Qiime2 and R downstream analysis

AYK · December 9, 2022, 9:31pm

Hi,

I am having trouble executing alpha diversity using my data, following this very appreciated Tutorial.

I checked my data, here is the Venn diagram.

Note: the input file that I want to run contains 702 samples. (I am interested in the 702 samples).

Then, I added a column for the Faith phylogenetic diversity to the table.
Then, I ran the filter and plotting code below:

metadata %>%
filter(!is.na(FD)) %>%
ggplot .......... etc.

I go this error message below:

Error in filter():
! Problem while computing ..1 = !is.na(FD).
Input ..1 must be of size 778 or 1, not size 702.
Run rlang::last_error() to see where the error occurred.

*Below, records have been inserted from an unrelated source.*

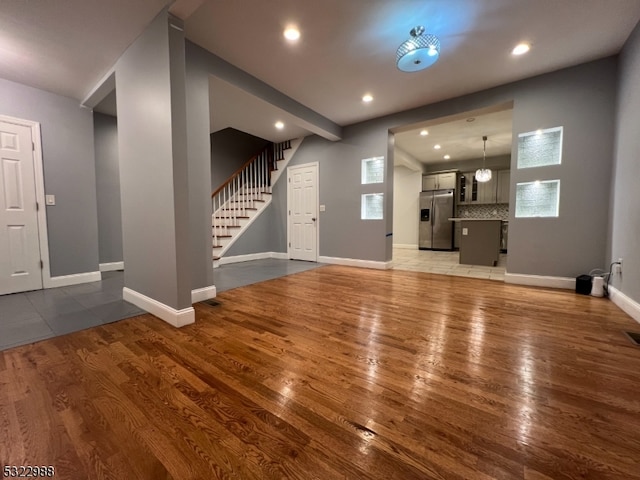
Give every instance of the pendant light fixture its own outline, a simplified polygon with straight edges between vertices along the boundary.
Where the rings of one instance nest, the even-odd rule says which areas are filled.
[[[396,65],[403,72],[417,72],[430,67],[440,56],[440,40],[432,33],[424,33],[418,25],[411,29],[411,38],[396,51]]]
[[[482,137],[484,147],[482,148],[482,168],[476,170],[476,180],[478,182],[488,182],[491,180],[491,170],[489,170],[485,163],[487,162],[487,136]]]

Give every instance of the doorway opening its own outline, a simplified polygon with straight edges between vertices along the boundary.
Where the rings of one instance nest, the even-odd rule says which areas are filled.
[[[504,280],[512,116],[509,102],[392,130],[394,268]],[[476,239],[483,222],[492,233]],[[482,255],[469,257],[476,247]]]

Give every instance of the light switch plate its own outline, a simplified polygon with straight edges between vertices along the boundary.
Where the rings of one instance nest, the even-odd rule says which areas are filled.
[[[56,196],[55,195],[45,195],[44,203],[47,205],[55,205],[56,204]]]
[[[462,234],[463,235],[469,235],[469,229],[468,228],[463,228],[462,229]]]
[[[325,206],[324,205],[320,205],[320,211],[324,212],[325,211]]]

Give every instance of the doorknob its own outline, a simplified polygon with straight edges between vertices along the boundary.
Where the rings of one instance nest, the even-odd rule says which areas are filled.
[[[316,217],[311,217],[311,220],[313,220],[315,222],[316,221]]]

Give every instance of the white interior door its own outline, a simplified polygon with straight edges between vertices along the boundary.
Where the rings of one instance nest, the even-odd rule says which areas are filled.
[[[0,295],[41,288],[31,128],[0,121]]]
[[[318,164],[289,167],[289,258],[318,261]]]

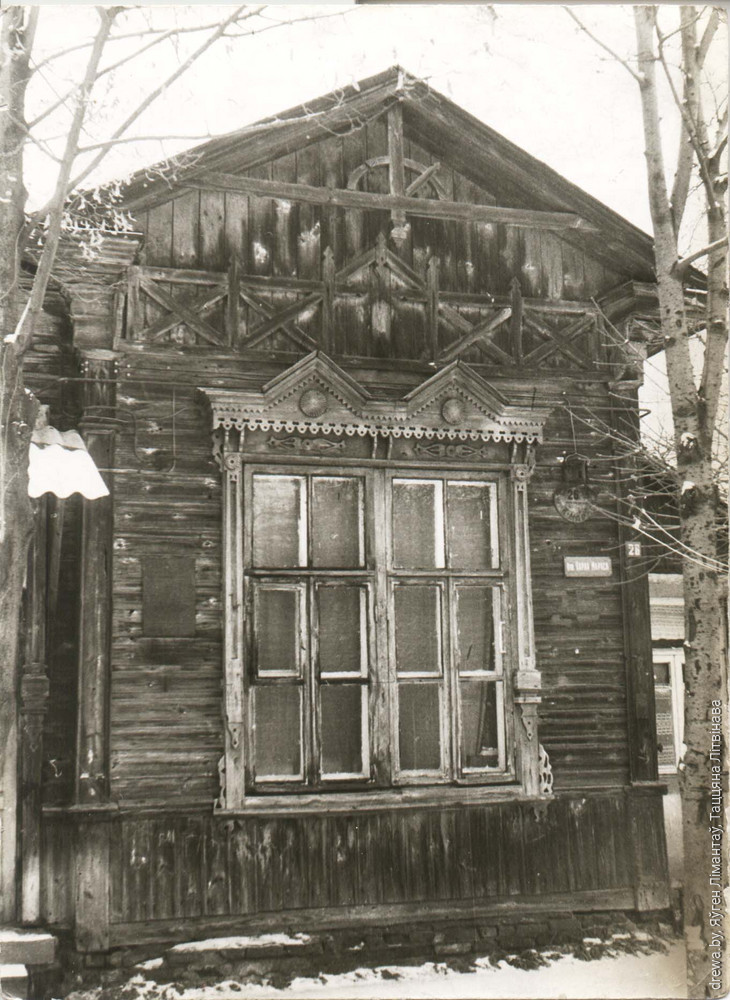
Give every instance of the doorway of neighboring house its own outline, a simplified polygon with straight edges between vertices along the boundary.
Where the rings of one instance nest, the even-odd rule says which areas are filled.
[[[659,777],[667,783],[664,825],[672,885],[682,884],[682,803],[678,765],[684,738],[684,599],[682,577],[650,573],[651,633]]]

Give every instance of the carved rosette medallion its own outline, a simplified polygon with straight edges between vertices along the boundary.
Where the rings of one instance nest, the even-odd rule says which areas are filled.
[[[441,416],[447,424],[458,424],[464,416],[464,404],[456,396],[450,396],[441,407]]]
[[[321,417],[328,408],[327,396],[319,389],[305,389],[299,397],[299,409],[305,417]]]

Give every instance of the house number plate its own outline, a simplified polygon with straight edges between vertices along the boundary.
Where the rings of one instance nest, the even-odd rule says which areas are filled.
[[[610,556],[564,556],[566,576],[613,576]]]

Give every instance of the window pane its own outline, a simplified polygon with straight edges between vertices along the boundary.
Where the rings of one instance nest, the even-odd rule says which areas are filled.
[[[442,484],[393,480],[393,559],[403,569],[444,565]]]
[[[362,774],[363,699],[367,689],[361,684],[323,684],[319,691],[322,773]]]
[[[259,674],[299,673],[297,590],[260,587],[256,595],[256,668]]]
[[[440,722],[438,685],[398,685],[398,746],[401,771],[439,770]]]
[[[461,756],[467,769],[499,766],[497,685],[461,681]]]
[[[441,601],[438,587],[394,588],[395,662],[398,673],[439,673]]]
[[[291,686],[254,689],[256,777],[291,778],[301,774],[301,690]]]
[[[362,480],[312,480],[312,564],[362,566]]]
[[[661,664],[669,666],[669,664]],[[656,668],[656,665],[655,665]],[[658,764],[660,767],[675,767],[677,758],[674,749],[674,719],[672,717],[671,691],[659,689],[655,692],[656,704],[656,736],[659,749]]]
[[[669,664],[668,663],[655,663],[654,664],[654,683],[655,684],[669,684]]]
[[[495,670],[492,588],[459,587],[456,592],[458,668],[461,673]]]
[[[253,477],[254,566],[285,569],[307,561],[304,480]]]
[[[363,672],[366,592],[362,587],[319,587],[320,673]]]
[[[491,567],[491,492],[487,483],[448,484],[449,566],[452,569]]]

I am not sure how I should tackle this problem. So, I tried the following:

I created a new metadata file (where I have 702 samples) that matches the FD2 file. Please see the Venn diagram here.

Then, I added a column for the Faith phylogenetic diversity to the table.
Then, I ran the filter and plotting code below:

metadata %>%
filter(!is.na(FD)) %>%
ggplot .......... etc.

I got a different error messages below:

Error in filter():
! Problem while computing ..1 = is.na(FD2).
Input ..1 must be a logical vector, not a logical[,3].

I'm having some difficulty resolving this issue and I would really appreciate your help and guidance.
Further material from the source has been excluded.